Prioritaire, le premier axe vise à remédier au malaise des soignants « au bout du rouleau, en grande souffrance », soumis à des injonctions contradictoires, a jugé Catherine Deroche. Si le Ségur a été vécu comme un nécessaire « rattrapage » par les professionnels, le « saupoudrage » de ces mesures au fil des années 2020 à 2022 et « leur extension sans réflexion d’ensemble et par à-coups » auront généré « une amertume qui ne tarit pas », épingle le rapport. De nombreux personnels s'estiment toujours oubliés des avancées. Et de citer l’exemple des PH nommés avant le 1er octobre 2020 qui exigent toujours l’octroi de quatre ans d’ancienneté, à la suite de la suppression des trois premiers échelons de la grille.

Revaloriser la permanence des soins

Pour redonner de l’attractivité aux métiers, le rapport recommande que l’on reconnaisse à leur juste valeur les contraintes des professionnels concernés. Les heures supplémentaires et le temps de travail additionnel (TTA) doivent être « mieux pris en compte et encadrés », la permanence des soins en établissement « revalorisée », et les indemnités compensatrices du travail de nuit et de week-end méritent d’être « rehaussées et revues plus fréquemment ».

La commission demande aussi une politique robuste de qualité de vie au travail. À cet égard, le bilan de l’observatoire national de la qualité de vie au travail des professionnels de santé et du médico-social (ONQVT, créé en 2018) n’est pas flatteur, selon Catherine Deroche qui a évoqué la démission récente de trois experts, car « aucune suite n’a été donnée à leurs préconisations »

Le soin, cœur de métier

Sur ces bases, il convient de « remettre le soin au cœur des métiers hospitaliers », plaide le rapport qui pointe la vétusté des équipements, une charge de travail excessive, et, surtout, « un manque de temps médical et soignant auprès des patients ».

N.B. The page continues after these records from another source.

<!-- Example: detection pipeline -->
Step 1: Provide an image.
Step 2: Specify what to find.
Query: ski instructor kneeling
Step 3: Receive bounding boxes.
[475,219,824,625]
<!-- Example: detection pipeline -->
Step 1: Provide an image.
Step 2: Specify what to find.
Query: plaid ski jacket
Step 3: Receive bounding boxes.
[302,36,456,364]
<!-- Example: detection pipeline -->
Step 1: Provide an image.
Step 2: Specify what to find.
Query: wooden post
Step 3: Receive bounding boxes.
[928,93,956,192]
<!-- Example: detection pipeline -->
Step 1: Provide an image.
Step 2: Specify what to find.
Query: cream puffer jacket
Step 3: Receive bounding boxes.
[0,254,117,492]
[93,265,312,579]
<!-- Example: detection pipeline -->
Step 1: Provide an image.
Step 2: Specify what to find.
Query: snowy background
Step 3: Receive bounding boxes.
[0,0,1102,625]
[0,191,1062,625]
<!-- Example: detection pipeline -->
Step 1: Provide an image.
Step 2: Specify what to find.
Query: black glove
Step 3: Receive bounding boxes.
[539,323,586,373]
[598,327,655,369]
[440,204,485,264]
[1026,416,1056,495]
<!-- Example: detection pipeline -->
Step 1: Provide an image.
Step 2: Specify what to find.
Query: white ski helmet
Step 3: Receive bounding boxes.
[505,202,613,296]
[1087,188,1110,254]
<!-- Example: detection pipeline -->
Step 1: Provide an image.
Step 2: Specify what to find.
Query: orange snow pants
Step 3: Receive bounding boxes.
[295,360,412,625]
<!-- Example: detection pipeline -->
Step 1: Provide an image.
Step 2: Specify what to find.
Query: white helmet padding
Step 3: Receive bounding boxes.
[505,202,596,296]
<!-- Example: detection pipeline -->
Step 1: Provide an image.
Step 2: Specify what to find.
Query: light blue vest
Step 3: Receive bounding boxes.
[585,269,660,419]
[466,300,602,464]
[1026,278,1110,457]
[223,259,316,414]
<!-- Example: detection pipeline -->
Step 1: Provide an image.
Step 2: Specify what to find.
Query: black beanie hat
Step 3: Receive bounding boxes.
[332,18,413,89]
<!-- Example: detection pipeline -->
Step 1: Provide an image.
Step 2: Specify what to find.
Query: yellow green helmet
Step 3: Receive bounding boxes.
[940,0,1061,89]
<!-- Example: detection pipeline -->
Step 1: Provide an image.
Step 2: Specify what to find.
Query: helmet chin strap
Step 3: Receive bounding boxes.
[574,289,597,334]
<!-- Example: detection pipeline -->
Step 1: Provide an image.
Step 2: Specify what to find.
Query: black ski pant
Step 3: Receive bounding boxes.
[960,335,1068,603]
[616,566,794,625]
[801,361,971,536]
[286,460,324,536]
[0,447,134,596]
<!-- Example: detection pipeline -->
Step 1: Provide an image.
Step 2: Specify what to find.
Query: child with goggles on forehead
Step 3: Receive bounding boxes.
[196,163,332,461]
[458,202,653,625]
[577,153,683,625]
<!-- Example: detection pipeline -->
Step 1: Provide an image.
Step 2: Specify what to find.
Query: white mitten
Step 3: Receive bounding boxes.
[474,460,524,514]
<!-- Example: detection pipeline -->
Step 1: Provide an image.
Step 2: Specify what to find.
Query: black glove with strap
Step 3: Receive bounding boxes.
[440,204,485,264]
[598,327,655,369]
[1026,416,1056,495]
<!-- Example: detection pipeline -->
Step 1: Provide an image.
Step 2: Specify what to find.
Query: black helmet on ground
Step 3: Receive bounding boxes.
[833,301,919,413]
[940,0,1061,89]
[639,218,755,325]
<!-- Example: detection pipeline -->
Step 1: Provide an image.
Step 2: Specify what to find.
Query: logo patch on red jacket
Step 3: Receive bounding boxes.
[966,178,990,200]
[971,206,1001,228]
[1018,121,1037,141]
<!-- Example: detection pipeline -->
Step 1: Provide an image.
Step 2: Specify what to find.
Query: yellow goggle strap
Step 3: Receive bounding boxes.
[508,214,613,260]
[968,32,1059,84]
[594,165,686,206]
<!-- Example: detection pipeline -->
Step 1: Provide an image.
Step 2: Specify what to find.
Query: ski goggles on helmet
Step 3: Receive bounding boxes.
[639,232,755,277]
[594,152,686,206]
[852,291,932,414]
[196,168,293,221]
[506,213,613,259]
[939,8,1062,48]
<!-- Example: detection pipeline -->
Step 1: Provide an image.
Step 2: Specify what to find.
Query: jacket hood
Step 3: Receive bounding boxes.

Côté ressources humaines, la commission mise sur les secrétaires médicales et les techniciens pour« libérer médecins et soignants de tâches chronophages ». Quant aux effectifs d’infirmiers et d’aides-soignants, ils doivent être significativement renforcés afin d’améliorer les ratios « patients par soignant ». Pour y parvenir, des seuils critiques ajustés sur les activités des établissements devraient être définis. La commission avance aussi des mesures sur les carrières hospitalières dont l’accès facilité à la formation continue, les passerelles entre professions et des possibilités accrues de reconversion.

Autonomie accrue

Le deuxième axe vise à redonner les moyens de la confiance. Pour les sénateurs, cela passe par une liberté et une autonomie accrues accordée aux acteurs hospitaliers, et donc une « décentralisation » de la décision. Or, si le renforcement récent des compétences de la commission médicale d’établissement (CME) va dans le bon sens, il faudrait aussi doter les présidents de CME « des moyens matériels et humains pour exercer leurs prérogatives ». La médicalisation de la gouvernance reste un enjeu central. 

Autre proposition dans la même veine : assurer davantage de souplesse et de proximité dans la gestion hospitalière. Selon la commission, « la constitution des pôles n’étant plus systématique, elle doit répondre à une réelle pertinence ». Il est essentiel de renforcer le pouvoir des équipes, « en assurant une meilleure prise en compte de leurs projets et en accordant à celles qui le souhaitent une réelle marge d’autonomie ».

Sur ce point, les sénateurs ont loué l’exemple du CH Valenciennes, où la gestion médicale décentralisée fait ses preuves. Cette expérience démontre « les bénéfices d’un fonctionnement plus ascendant, d’une forte implication des équipes médicales et soignantes et de circuits de décision plus courts et plus réactifs »

Révision de la T2A

Enfin, la commission appelle à « tourner rapidement la page du "tout T2A" » et à accélérer l’expérimentation d’un nouveau modèle de financement des activités MCO. Quant à l'Ondam (objectif national de dépenses d'Assurance-maladie), sa construction « comme norme de dépenses (...) doit être revue ». « L’Ondam est fixé à partir d’une règle budgétaire et pas d’une analyse des besoins de santé », s'est agacé Bernard Jomier. Cette règle budgétaire « n'est plus comprise pas les soignants ».